Immunologic or tissue healing features unique to the eye 24


Abnormalities of cellular or tissue development or differentiation24


Aplasia and hypoplasia 24


Metaplasia 25


Dysplasia 25


Neoplasia 25


Aging 26



OBJECTIVES





• To introduce the terminology and principles used in the morphologic interpretation of general tissue responses to disease


• To present, in a simplified manner, general pathology concepts that need to be considered when interpreting pathological changes in eyes on a routine basis


• To provide an overview of the mechanisms of disease. It is envisaged that the student may return to this chapter when, for example, evaluating a globe with suppurative inflammation, in order to better understand the morphologic features that are used in making that interpretation


• The goal is not to present a detailed discussion of the most basic principles of general pathology, such as cell degeneration or inflammation, which are addressed adequately by other texts.
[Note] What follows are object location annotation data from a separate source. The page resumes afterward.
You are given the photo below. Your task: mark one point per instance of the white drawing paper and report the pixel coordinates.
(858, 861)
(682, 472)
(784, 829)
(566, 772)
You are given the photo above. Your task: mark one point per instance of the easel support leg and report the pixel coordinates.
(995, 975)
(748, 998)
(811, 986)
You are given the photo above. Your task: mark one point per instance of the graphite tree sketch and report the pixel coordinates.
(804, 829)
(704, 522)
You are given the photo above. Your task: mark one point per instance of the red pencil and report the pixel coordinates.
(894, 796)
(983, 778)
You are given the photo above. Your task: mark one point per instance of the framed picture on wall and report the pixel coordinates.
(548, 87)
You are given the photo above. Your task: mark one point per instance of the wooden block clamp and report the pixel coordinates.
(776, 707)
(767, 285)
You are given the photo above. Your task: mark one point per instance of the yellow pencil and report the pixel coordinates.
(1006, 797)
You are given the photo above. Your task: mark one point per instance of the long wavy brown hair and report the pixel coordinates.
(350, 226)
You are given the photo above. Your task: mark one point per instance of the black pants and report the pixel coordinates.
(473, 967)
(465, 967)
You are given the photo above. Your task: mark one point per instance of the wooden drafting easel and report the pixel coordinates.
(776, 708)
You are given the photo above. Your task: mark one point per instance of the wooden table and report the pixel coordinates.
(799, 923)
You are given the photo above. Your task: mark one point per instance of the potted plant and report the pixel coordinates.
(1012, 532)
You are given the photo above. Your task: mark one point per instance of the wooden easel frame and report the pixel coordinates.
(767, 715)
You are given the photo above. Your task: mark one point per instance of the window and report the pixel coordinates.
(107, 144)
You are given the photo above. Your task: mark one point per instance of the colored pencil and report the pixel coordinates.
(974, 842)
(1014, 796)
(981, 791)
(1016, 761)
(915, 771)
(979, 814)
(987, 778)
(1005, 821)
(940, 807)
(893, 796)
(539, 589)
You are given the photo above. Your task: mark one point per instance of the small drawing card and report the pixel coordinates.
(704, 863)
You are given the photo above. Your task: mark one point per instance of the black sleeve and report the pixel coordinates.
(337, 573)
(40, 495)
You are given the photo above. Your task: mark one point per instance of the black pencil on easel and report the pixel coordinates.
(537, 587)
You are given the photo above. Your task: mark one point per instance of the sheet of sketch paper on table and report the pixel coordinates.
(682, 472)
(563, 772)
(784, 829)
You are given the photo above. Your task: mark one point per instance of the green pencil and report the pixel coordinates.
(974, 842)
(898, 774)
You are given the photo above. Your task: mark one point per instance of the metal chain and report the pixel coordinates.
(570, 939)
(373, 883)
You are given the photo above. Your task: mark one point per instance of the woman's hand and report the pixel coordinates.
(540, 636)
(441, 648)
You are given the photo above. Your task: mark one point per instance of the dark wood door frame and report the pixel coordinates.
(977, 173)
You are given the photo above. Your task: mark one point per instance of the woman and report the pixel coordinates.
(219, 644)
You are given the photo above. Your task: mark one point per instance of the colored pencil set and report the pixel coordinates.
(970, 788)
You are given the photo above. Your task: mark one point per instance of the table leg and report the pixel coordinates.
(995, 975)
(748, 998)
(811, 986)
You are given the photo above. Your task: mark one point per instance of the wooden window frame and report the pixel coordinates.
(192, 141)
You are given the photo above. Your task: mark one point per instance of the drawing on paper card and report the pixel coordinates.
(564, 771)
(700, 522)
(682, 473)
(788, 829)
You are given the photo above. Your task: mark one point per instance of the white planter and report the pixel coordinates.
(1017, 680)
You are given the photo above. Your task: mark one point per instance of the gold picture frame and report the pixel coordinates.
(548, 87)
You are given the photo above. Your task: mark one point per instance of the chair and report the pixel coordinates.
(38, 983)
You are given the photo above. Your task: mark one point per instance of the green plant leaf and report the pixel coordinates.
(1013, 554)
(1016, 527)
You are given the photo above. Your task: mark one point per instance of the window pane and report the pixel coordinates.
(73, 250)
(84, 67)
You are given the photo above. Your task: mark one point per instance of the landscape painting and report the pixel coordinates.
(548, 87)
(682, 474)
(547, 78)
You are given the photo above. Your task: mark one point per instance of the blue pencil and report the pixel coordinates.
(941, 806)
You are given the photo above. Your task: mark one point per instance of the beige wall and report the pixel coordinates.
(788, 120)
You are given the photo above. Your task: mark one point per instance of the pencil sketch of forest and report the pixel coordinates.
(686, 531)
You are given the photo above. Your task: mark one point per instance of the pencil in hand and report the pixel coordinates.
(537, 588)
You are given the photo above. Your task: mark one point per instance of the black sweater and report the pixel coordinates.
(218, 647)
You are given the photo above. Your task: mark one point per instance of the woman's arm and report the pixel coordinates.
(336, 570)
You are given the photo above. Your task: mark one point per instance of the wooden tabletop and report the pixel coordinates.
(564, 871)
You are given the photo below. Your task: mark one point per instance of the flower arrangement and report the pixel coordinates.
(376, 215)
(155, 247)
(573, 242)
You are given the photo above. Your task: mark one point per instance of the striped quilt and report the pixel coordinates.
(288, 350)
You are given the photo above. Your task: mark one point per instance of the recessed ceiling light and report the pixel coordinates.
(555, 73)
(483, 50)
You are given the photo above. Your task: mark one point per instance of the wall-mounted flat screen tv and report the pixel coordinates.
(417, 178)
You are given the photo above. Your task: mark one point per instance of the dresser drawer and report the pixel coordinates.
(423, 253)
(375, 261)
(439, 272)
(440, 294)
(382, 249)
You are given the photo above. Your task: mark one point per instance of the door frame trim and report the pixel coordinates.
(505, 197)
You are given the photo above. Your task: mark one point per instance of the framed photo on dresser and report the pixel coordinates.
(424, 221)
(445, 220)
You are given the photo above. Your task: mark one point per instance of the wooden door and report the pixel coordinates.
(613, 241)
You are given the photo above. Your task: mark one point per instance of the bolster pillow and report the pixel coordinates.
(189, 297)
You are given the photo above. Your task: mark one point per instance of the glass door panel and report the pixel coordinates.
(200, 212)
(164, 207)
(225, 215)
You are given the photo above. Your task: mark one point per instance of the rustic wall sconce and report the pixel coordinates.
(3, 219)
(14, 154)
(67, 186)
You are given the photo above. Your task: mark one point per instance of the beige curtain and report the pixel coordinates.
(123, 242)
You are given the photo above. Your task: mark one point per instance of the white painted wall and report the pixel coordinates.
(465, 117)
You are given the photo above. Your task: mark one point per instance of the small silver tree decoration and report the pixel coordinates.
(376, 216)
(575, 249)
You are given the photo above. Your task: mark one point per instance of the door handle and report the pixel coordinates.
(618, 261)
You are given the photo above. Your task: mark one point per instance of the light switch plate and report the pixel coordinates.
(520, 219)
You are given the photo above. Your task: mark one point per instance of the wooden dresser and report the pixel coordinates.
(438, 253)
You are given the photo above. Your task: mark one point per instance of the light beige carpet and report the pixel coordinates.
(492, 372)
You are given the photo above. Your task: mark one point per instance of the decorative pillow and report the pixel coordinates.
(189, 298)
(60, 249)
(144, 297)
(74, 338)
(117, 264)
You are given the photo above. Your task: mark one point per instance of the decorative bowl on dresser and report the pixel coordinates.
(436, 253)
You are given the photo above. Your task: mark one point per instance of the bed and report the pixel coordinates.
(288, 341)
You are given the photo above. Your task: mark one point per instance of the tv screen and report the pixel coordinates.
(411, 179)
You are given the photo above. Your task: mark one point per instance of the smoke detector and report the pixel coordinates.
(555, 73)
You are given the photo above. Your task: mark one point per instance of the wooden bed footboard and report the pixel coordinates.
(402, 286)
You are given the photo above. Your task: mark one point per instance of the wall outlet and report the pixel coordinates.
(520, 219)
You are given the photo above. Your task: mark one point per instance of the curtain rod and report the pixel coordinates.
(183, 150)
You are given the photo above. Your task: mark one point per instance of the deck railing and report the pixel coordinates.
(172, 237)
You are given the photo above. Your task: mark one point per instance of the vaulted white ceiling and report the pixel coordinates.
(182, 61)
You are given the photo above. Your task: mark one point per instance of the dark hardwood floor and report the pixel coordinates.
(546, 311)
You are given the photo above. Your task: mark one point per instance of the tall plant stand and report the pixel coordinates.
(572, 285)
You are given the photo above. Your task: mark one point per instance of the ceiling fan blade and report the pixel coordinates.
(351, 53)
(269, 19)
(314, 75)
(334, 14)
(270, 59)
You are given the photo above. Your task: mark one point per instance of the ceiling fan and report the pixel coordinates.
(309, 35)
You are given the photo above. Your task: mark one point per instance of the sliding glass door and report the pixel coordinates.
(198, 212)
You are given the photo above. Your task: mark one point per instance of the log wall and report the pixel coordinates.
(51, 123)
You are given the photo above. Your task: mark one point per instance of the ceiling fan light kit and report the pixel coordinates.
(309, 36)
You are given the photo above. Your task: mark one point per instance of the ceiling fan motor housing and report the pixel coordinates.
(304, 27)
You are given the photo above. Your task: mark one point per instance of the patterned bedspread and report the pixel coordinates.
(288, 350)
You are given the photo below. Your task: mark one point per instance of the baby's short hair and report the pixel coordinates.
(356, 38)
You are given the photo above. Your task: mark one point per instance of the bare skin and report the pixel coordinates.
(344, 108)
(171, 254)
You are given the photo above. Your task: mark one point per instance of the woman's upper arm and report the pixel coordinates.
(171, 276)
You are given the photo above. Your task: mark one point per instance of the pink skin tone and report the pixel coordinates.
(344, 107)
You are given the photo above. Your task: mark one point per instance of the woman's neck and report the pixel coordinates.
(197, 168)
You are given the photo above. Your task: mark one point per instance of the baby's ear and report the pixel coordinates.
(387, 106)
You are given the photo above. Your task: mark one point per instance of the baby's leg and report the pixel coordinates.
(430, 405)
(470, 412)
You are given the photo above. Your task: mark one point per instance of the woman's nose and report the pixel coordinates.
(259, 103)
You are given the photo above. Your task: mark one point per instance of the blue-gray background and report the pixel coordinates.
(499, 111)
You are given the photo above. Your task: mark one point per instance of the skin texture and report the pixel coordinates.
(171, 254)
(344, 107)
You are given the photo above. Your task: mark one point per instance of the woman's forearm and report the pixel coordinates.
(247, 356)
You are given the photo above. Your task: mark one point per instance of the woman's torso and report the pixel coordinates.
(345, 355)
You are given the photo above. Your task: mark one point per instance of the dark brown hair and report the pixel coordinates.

FUNDAMENTAL CELLULAR AND TISSUE RESPONSES TO INJURY


Pathologic mechanisms in ocular disease are essentially the same for human and veterinary pathology. How they are grouped and taught is largely a matter of style and experience. It can be stated at the outset that the cells comprising the tissue can react to adverse events in several ways, which may be sequential. Depending on the severity and duration of the insult, cell injury may be reversible or irreversible.

The initial response is an attempt at adaptation, with potentially reversible injury, but culminating in cell death if the insult is not remediated.

Even under normal conditions, cells attempt to maintain a steady state, in response to a changing environment; these environmental factors include: changes in workload, levels of hormonal stimulation, and exposure to growth factors and other factors. Comparable adaptive mechanisms also operate in many pathologic conditions, the affected cells becoming altered but remaining viable. These mechanisms include atrophy, hypoplasia and aplasia, hypertrophy and hyperplasia, metaplasia; and dysplasia.

Comparative Comments


The principles discussed in this chapter, regarding cellular degeneration and death, tissue degeneration, inflammation and immunobiology, and abnormalities of cellular or tissue development, are identical in human and veterinary pathology. Similarly, the specific examples of cellular adaptation and reversible and irreversible cell injury in the eyes of humans are extremely similar to those given for other animals’ eyes. The causes of injury are multiple, with ischemia and toxicity accounting for most cases in humans.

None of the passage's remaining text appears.